Ron Newt, author of “Bigger than Big,” filed suit in April against 20th Century Fox for breach of implied contract and copyright infringement. The poorly drafted summons and complaint was not taken seriously by Fox until it was recently amended by Newt’s new legal team. The amended complaint is now alleging $10 million in damages and has been edited sufficiently, to warrant a response from 20th Century Fox.

By way of background, Newt authored “Bigger than Big”, a book, screenplay and DVD documentary based on Newt’s life. Bigger than Big features Prince Diamond, an African American male in his 40’s who has risen from the ghetto and pimp roots to make it big in the hip hop music industry. Newt alleges that the characters, plot, setting, scene, dialogue, and theme of the hit television series, “Empire,” is strikingly similar to his writings.
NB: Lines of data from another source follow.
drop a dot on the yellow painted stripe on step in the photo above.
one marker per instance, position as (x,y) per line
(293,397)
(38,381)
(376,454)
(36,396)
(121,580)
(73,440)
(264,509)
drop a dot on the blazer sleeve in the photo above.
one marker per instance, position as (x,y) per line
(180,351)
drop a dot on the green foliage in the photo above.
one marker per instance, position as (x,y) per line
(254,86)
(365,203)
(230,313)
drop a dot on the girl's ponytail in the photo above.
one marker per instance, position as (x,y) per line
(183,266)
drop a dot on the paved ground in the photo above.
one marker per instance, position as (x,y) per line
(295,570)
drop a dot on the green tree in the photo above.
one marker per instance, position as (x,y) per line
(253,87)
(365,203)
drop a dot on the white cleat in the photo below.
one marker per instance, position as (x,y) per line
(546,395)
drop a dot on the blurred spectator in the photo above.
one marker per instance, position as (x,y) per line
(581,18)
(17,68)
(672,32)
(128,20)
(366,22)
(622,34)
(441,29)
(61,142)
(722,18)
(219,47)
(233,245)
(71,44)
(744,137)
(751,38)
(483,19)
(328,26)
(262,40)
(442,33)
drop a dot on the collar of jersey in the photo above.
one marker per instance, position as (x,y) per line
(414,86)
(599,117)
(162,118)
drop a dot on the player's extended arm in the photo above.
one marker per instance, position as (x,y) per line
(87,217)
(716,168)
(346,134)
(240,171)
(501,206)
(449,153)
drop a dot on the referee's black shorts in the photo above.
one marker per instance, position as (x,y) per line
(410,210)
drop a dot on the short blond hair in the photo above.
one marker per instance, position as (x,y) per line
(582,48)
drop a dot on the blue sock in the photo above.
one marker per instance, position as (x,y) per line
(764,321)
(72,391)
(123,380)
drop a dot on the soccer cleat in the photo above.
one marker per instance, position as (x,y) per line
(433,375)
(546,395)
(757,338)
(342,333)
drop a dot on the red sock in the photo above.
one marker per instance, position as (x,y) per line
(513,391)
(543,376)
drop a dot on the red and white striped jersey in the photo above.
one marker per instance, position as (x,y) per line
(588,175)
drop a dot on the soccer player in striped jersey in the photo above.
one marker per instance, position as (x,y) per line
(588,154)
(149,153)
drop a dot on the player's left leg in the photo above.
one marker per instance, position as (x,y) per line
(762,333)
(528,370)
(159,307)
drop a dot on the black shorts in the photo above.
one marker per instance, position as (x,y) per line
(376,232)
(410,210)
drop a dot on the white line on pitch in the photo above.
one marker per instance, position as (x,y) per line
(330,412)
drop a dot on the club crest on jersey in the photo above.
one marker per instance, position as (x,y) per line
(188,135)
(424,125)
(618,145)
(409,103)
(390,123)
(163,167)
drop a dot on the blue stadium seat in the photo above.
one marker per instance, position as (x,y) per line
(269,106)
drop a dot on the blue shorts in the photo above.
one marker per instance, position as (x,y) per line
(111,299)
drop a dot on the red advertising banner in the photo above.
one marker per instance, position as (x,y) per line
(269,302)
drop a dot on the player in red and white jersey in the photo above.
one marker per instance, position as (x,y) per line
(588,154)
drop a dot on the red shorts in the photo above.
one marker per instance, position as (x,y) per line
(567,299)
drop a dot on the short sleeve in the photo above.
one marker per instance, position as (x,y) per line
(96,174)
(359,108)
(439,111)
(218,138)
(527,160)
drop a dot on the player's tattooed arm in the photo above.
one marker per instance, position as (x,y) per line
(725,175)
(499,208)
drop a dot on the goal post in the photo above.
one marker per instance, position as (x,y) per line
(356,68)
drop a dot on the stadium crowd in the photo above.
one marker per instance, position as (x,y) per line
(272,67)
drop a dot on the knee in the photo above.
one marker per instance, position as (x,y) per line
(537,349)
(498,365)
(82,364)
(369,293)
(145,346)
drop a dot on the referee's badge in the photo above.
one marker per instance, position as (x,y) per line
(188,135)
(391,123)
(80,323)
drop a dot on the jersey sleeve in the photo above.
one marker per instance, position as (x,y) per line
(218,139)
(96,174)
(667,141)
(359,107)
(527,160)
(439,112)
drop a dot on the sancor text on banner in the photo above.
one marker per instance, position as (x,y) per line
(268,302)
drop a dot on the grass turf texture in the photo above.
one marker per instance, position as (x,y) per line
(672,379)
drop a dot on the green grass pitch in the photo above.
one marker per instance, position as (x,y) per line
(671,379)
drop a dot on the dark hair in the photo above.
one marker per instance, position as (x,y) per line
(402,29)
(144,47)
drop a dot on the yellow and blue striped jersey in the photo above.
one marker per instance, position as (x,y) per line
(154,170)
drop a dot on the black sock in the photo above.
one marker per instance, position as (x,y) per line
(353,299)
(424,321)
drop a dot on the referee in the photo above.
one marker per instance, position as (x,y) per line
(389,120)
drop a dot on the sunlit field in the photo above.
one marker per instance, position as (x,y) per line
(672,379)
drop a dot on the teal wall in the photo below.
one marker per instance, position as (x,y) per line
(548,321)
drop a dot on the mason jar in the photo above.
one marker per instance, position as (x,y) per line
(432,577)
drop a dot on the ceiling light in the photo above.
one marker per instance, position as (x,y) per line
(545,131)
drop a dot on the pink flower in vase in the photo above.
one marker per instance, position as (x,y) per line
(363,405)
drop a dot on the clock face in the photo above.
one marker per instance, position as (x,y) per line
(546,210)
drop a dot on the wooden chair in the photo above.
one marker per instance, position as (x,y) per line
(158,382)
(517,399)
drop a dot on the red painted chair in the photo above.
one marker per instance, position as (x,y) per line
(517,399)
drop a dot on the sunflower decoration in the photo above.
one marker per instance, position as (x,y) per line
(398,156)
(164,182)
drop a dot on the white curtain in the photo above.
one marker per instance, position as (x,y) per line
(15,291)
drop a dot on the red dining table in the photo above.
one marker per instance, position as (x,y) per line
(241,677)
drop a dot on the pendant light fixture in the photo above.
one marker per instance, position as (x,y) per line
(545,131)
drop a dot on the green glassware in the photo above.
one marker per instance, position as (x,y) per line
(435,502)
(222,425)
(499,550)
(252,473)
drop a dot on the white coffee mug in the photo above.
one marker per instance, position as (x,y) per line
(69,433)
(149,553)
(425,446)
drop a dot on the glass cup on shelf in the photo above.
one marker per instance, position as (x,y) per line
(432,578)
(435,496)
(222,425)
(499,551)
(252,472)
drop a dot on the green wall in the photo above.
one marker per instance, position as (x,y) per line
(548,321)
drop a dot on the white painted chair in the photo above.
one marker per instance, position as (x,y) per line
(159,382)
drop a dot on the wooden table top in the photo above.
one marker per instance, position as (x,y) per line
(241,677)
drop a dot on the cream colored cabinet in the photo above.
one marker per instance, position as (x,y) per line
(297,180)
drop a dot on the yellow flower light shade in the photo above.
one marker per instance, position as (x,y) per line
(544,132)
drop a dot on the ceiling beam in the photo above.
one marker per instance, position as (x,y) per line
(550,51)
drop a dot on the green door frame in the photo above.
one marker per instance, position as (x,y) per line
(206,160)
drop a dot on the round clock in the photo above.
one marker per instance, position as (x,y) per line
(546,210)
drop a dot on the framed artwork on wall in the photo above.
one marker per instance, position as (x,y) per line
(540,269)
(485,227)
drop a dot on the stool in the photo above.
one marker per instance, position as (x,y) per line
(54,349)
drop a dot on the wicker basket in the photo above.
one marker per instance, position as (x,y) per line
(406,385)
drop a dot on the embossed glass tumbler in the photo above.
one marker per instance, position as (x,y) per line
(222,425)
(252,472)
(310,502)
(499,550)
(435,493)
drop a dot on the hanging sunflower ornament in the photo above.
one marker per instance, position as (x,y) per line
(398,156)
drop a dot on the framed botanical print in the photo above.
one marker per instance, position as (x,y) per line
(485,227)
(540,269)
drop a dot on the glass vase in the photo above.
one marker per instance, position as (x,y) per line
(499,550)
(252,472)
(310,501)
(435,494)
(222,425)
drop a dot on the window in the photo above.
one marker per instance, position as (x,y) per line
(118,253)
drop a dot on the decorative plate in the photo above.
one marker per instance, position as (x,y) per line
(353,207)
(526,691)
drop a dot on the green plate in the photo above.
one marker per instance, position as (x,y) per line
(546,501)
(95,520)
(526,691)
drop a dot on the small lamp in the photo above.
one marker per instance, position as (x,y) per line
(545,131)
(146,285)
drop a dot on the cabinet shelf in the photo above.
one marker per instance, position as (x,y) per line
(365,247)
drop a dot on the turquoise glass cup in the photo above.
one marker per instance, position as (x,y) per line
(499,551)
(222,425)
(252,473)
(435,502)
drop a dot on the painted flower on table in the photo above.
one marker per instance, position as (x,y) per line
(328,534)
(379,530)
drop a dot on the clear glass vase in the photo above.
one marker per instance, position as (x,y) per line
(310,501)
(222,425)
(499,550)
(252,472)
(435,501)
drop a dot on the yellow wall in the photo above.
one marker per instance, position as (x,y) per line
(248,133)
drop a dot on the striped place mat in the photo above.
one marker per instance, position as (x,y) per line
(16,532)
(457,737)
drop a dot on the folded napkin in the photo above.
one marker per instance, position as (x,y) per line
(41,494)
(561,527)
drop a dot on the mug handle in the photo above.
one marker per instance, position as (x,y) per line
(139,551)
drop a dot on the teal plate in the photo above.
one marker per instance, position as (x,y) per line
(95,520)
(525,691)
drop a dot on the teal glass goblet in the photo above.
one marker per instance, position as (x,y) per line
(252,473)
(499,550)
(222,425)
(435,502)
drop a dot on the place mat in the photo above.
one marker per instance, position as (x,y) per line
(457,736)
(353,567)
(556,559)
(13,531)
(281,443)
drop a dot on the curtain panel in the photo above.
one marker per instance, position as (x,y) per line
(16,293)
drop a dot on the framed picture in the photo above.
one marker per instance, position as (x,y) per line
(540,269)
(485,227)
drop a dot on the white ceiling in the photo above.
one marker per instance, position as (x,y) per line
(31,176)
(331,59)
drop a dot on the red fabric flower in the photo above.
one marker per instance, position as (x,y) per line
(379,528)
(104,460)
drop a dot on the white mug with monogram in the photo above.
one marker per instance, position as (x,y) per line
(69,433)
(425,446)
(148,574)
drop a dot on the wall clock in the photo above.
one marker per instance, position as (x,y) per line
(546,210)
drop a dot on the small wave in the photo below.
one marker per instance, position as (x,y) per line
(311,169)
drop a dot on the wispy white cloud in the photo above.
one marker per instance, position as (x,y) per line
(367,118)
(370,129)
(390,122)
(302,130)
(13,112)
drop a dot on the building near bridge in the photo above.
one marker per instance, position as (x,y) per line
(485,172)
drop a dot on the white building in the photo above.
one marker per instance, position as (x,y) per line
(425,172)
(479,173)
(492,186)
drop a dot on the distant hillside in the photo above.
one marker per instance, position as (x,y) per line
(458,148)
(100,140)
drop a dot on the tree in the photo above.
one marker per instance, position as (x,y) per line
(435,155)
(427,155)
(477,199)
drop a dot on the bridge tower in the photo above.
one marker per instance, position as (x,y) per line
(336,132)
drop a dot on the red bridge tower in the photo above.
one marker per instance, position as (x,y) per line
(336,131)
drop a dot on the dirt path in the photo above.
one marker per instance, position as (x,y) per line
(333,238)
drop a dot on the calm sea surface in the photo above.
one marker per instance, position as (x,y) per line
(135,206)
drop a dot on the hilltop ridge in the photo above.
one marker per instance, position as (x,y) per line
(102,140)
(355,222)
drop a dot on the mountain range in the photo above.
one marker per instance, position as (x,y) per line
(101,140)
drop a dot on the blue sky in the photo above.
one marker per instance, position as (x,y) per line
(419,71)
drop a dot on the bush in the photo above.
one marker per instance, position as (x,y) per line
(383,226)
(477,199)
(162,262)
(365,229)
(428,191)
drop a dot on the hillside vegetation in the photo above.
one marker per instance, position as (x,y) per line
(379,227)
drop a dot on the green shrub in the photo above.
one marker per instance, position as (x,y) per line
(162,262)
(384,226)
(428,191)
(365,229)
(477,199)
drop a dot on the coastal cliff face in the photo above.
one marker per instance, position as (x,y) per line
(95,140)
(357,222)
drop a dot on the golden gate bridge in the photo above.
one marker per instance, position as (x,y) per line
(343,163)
Newt has alleged that while promoting his book in 2010 he met with Terrence Howard for several hours and told him his life story. He has argued that Terrence Howard retained copies of book and various other documents, which is considerably similar to the hit television show, Empire, which Howard stars in.

Fox has retained Linda Burrow, Esq., one of the top rated Intellectual Property Litigation attorneys in Los Angeles to defend the lawsuit. Ms. Burrow has filed a 34-page memorandum disputing the validity of the lawsuit.  Ms. Burrows has argued, in pertinent part:

Plaintiff’s cause of action for copyright infringement fails because as a matter of law because (1) Mr. Newt’s works are not substantially similar to the television series in manner protected by copyright law and the copyright application is defective as a matter of law; and (2) plaintiff’s cause of action for breach of implied contract fails because the complaint fails to plead facts that Defendants had privity of contract and the failure to plead that Defendants actually used the works.

Newt has argued that there as an understanding between him and Howard that if his works were used he would be paid accordingly. The defendants argue that Howard has never claimed to have any role in creating the show Empire.